“Foreign exchange (FX) market inflows in Q3-23 fell 16% from Q2-23 to K6 billion, with almost 18% of FX inflows coming from BPNG FX intervention,” according to BSP’s Quarter 3 2023, Pacific Economic & Market Insights report.
“In 2023, FX inflows have risen 19% to K18.7b due to a 79% year-on-year increase (K1.7b) in BPNG FX intervention. BPNG has supplied 20% (K3.8b) of PNG’s FX inflows this year,” according to BSP’s Group General Manager Treasury, Mr. Rohan George.
Mr. George noted that despite increased BPNG intervention, the FX market continues to miss Porgera’s FX contribution.
During Q3, volumes from BSP’s Top 5 FX Inflow customers dropped by 30% in August and 45% in September, resulting in outstanding FX orders hitting a record high late in September (K1.18b), which lengthened FX order execution times. BSP prioritised “National Interest” orders over other orders and trade and service orders over capital orders, says Mr. George.

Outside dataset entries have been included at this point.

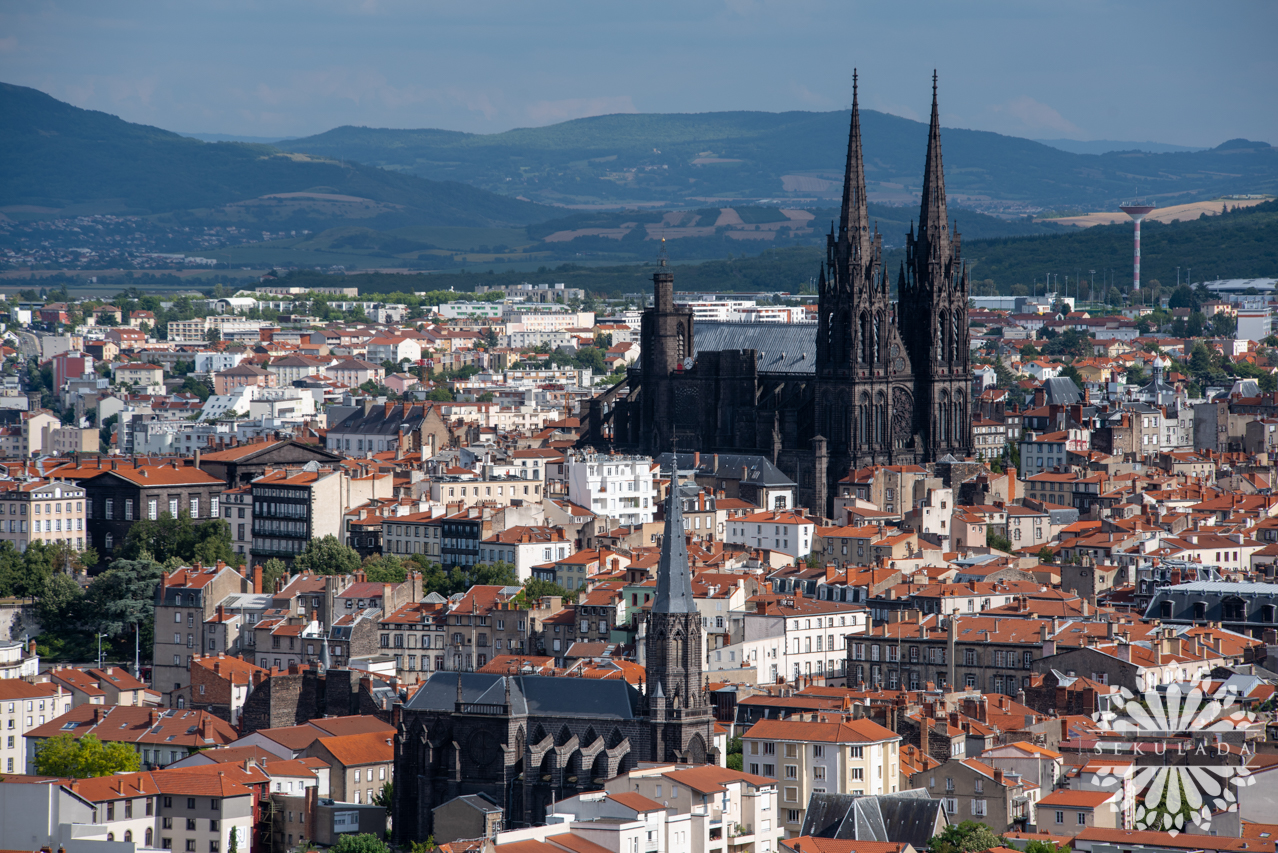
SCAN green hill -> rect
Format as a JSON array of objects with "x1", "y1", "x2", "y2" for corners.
[
  {"x1": 0, "y1": 82, "x2": 554, "y2": 228},
  {"x1": 950, "y1": 199, "x2": 1278, "y2": 296},
  {"x1": 280, "y1": 111, "x2": 1278, "y2": 211}
]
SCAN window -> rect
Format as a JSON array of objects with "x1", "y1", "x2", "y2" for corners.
[
  {"x1": 1055, "y1": 811, "x2": 1064, "y2": 825},
  {"x1": 148, "y1": 500, "x2": 158, "y2": 520},
  {"x1": 1078, "y1": 812, "x2": 1087, "y2": 826},
  {"x1": 787, "y1": 810, "x2": 800, "y2": 825}
]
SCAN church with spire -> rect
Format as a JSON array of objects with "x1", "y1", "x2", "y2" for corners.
[
  {"x1": 392, "y1": 462, "x2": 714, "y2": 841},
  {"x1": 595, "y1": 74, "x2": 972, "y2": 516}
]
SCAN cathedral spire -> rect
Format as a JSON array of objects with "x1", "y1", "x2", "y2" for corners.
[
  {"x1": 838, "y1": 69, "x2": 870, "y2": 260},
  {"x1": 918, "y1": 70, "x2": 949, "y2": 255},
  {"x1": 653, "y1": 458, "x2": 696, "y2": 614}
]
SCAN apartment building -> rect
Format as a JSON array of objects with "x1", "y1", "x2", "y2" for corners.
[
  {"x1": 730, "y1": 594, "x2": 869, "y2": 685},
  {"x1": 566, "y1": 453, "x2": 657, "y2": 526},
  {"x1": 908, "y1": 757, "x2": 1032, "y2": 833},
  {"x1": 742, "y1": 715, "x2": 901, "y2": 837},
  {"x1": 46, "y1": 665, "x2": 150, "y2": 708},
  {"x1": 152, "y1": 563, "x2": 253, "y2": 702},
  {"x1": 726, "y1": 511, "x2": 816, "y2": 559},
  {"x1": 79, "y1": 461, "x2": 226, "y2": 556},
  {"x1": 249, "y1": 467, "x2": 345, "y2": 566},
  {"x1": 427, "y1": 474, "x2": 544, "y2": 508},
  {"x1": 0, "y1": 478, "x2": 88, "y2": 551},
  {"x1": 304, "y1": 731, "x2": 393, "y2": 805},
  {"x1": 0, "y1": 680, "x2": 71, "y2": 775},
  {"x1": 481, "y1": 525, "x2": 571, "y2": 581}
]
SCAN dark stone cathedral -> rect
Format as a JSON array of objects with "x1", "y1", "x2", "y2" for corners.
[
  {"x1": 589, "y1": 75, "x2": 972, "y2": 515},
  {"x1": 392, "y1": 467, "x2": 714, "y2": 840}
]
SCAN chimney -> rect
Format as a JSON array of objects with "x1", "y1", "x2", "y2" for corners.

The Kina mid-rate continued its gradual, orderly, decline in Q3 falling by 2.5% to 0.2730 and is expected to decline further by approximately 0.9% per month or 10.8% per annum. Mr. George adds, “We expect continued flat trading conditions and potentially a larger than normal Central Bank FX intervention to reduce FX execution waiting times.”
FX customers are encouraged to place orders early, with correct documentation to avoid any unwanted delays.